Now I perhaps should mention here that I generally avoid fast food restaurants like the plague. I’m fairly certain that I will never mention fast food in this blog again after today, unless it’s to make fun of ridiculous fast food signs in other countries. Actually, one day, centuries from now, when historians reflect on the collapse of the once proud American civilization, I believe they will trace the seeds of destruction to precisely three things: the invention of fast food, the rise of “reality television”, and the popularization of the word “selfie”. (Update on July 30, 2016: I’m adding addiction to Pokémon Go to the list.) But, I digress. Even fast food can be interesting…at least when it’s 1950s fast food.
Unfortunately, it seems I arrived a few weeks too early. The museum is only open from Memorial Day to Labor Day and the vintage cars in the front lot were covered up. Still, the menu was visible from the other side of the fence.

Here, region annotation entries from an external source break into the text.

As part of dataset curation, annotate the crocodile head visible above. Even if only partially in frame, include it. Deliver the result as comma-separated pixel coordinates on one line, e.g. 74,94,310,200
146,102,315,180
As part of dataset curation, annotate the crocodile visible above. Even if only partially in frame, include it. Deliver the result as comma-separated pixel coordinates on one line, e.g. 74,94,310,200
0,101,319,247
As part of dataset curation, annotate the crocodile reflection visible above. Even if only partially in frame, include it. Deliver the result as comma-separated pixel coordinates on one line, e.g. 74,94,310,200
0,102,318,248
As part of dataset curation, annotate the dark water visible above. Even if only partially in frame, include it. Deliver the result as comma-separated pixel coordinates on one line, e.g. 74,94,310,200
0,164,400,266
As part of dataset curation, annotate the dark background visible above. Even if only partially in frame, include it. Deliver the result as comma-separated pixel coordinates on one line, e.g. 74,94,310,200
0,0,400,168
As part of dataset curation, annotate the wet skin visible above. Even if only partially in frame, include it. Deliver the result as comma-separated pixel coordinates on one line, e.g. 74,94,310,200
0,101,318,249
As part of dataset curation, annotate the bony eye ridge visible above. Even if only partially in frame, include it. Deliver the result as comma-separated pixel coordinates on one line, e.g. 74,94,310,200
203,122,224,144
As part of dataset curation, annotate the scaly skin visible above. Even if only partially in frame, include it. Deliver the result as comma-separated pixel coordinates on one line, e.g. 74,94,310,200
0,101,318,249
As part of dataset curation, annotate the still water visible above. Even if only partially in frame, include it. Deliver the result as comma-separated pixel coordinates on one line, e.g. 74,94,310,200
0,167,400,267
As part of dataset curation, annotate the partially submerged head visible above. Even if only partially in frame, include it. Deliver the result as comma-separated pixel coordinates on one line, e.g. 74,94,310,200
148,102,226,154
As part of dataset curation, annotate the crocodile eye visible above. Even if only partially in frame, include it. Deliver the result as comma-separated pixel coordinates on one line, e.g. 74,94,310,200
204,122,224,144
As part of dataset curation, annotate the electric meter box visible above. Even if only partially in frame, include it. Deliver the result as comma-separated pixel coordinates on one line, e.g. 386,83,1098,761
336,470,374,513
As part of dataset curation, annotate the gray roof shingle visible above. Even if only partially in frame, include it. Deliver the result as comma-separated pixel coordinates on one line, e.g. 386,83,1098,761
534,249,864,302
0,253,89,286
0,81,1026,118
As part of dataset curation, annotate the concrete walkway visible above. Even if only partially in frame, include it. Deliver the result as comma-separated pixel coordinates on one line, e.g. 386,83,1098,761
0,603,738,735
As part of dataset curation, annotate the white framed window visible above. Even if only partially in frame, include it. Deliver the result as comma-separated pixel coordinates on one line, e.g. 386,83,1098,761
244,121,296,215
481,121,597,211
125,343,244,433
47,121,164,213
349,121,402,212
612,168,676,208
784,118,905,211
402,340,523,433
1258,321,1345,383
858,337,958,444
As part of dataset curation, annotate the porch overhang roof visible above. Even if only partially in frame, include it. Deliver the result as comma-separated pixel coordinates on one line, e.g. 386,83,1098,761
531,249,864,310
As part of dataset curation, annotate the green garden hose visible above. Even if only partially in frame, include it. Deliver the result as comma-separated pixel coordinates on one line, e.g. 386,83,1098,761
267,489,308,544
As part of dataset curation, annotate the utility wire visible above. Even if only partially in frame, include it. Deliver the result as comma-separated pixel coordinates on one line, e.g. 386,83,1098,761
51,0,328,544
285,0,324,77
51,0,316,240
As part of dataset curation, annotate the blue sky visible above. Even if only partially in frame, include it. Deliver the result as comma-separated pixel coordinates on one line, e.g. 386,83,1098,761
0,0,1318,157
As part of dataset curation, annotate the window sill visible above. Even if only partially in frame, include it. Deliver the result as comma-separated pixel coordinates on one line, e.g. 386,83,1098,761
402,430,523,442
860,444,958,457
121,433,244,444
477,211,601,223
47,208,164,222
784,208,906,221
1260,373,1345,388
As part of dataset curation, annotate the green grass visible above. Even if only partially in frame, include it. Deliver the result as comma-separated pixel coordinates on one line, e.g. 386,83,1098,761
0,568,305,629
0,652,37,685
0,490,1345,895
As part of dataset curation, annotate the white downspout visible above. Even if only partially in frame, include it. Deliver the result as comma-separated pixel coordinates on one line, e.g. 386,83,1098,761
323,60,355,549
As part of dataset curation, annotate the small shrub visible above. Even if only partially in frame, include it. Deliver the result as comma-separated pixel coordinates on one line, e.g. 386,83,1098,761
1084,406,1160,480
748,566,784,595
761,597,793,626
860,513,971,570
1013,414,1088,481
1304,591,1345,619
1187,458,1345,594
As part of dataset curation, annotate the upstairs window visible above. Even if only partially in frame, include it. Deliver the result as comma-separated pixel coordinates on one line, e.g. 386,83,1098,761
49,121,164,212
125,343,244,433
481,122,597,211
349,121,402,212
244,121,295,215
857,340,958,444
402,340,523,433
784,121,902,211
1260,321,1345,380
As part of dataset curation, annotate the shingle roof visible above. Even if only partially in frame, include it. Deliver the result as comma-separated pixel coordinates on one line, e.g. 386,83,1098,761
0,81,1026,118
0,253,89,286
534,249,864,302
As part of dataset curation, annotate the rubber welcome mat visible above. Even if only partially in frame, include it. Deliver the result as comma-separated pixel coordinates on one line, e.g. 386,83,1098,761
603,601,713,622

Interestingly, the most expensive item on the menu back then was a milkshake (20 cents, compared to 15 cents for a hamburger and 19 cents for a cheeseburger). These days, burgers are far more expensive than shakes. Maybe shakes were more of a novelty then, or just more manpower intensive.
It’s interesting to note that, as The Choo-Choo history mentions, this first McDonald’s was exclusively drive-up, with no indoor seating. Personally, I cringe every time I see a long line of cars at a drive-thru, considering the unnecessary waste of fuel as the cars idle for like 10 minutes each in line at dinnertime. I’m almost pleased to learn that it’s not just modern Americans who are too lazy to get out of their vehicles to eat…it seems our God- and Communist-fearing forbearers were equally lazy!